Wade plays Simple Simon as the children's gang leader, a constant twinkle in his eye beneath his peaked, multi-coloured cap as he looks to trip up Lynne McGranger's Witch Blackweed at every opportunity. This year his catchphrase is taken from the gospel according to DJ Otis (Hey Baby), and he makes every child feel an integral part of the proceedings.

Jeronimo is saying goodbye to the theatre profession with this show - there are some panto performers who bade farewell to acting before ever setting foot on stage - as she is to begin a new, wholly different career. She leaves on a high, giving a lovely, warm and funny performance as an economy-budget Fairy Peapod, with her PG Tips Yorkshire accent and a costume that looks like its been made by a mother for a school play.

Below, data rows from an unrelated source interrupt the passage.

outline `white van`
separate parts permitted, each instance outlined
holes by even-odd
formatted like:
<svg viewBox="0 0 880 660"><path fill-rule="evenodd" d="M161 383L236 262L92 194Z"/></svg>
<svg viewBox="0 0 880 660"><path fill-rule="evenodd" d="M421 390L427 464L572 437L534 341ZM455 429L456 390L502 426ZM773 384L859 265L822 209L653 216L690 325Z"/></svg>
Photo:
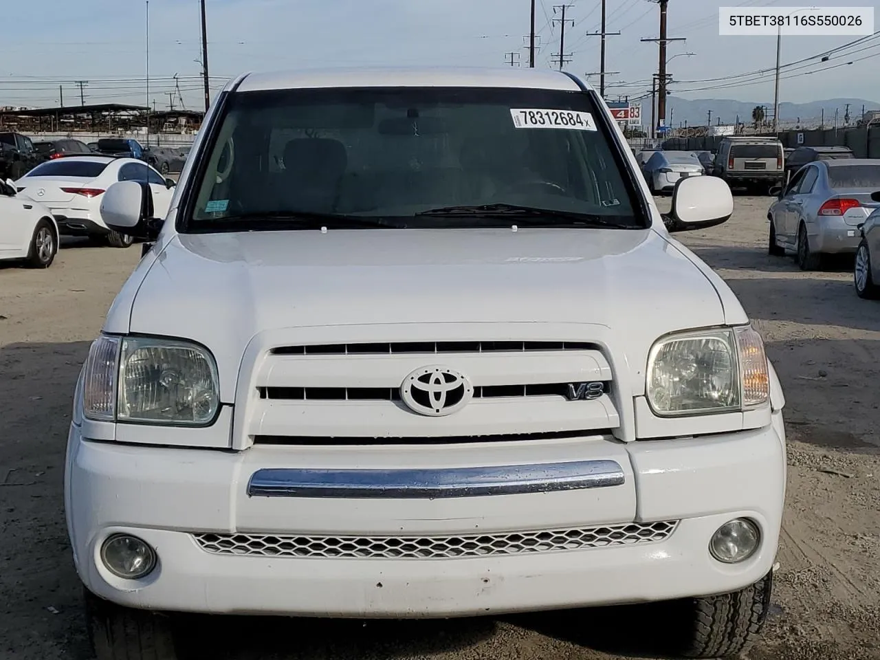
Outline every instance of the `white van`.
<svg viewBox="0 0 880 660"><path fill-rule="evenodd" d="M785 179L785 153L775 137L725 137L712 172L731 187L767 194Z"/></svg>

Lynne McGranger, alias Home And Away's Irene, is the show's Aussie import (an excuse for the only topical gag, teasing her about England's rugby success). A regular in the Simon Barry troupe, she has graduated from Fairy school to embrace the dark side as the villainous Witch Blackweed, and her rasping voice well fits the role.

This panto comes with a pantomime cow; a clothes horse (Paul Critchlow's dame of the camp variety); old car parking; Beckham and Weakest Link jokes; and a Giant whose eyes don't shut when he's sleeping.

It doesn't come with a proper beanstalk-chopping death scene for the Giant (Tom Fackrell), and the slapstick really should involve more than kicking a ball of dough. Perhaps it could be invested with some of the excess energy of Andrea Poyser's Jack.

Jack And The Beanstalk, Grand Opera House, York, until January 4. Box office: 0870 606 3595.